In music, a phrase is a short section of 2 or 4 bars of music. If you find it hard to identify exactly where phrases begin and end in your song, you’ll likely see it more clearly if you look at lines of lyric. Generally, each line of lyric represents a phrase.

Larger phrases can be made up of smaller ones. For example, the first line of Adele’s “Rolling in the Deep” is a short mini-phrase: “There’s a fire starting in my heart.” A longer phrase can be seen when you pull the first two lines of lyric together:

"There's a fire starting in my heart,
Reaching a fevered pitch and it's bringing me out the dark.

What makes that phrase so attractive is not just the structure of the musical line itself, but the fact that the entire shape (i.e., the phrase) is repeated. So if you see the difference, musical beauty is not just a succession of nice-sounding notes, it’s the repetition of nice-sounding musical phrases.
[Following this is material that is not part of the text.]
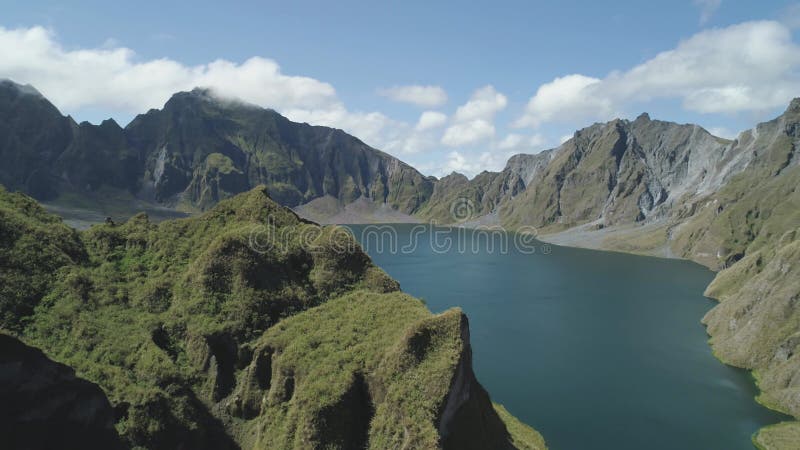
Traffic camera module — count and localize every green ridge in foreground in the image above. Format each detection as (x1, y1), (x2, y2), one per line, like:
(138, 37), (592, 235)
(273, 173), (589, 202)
(0, 187), (544, 449)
Sometimes repetition is not exact — it’s taking the basic direction of a line and allowing it to repeat. A great example comes from a new album by singer-songwriter Gregory Alan Isakov titled “The Weatherman.” In his song “Saint Valentine,” some phrases are almost exact repeats of others (as we hear in the first two). Sometimes, though, repetition is just a general melodic direction. Each phrase in “Saint Valentine” takes a similar downard-moving shape.

That repetition of the downward shape acts as a kind of musical glue that pulls the entire song together. In that sense, downward moving melodic phrases is a type of motif that works in the background to give the melody a sense of cohesion and strength.

Just because one musical phrase moves in a particular direction does not mean that all your phrases must do that. For example, you could try reversing the direction of the first phrase to create a nice sense of upward/downward symmetry, like Paul Simon’s “Kathy’s Song.”

What people remember when they recall melodies is not notes themselves – it’s phrases, musical shapes, and how they interact with other shapes within a song.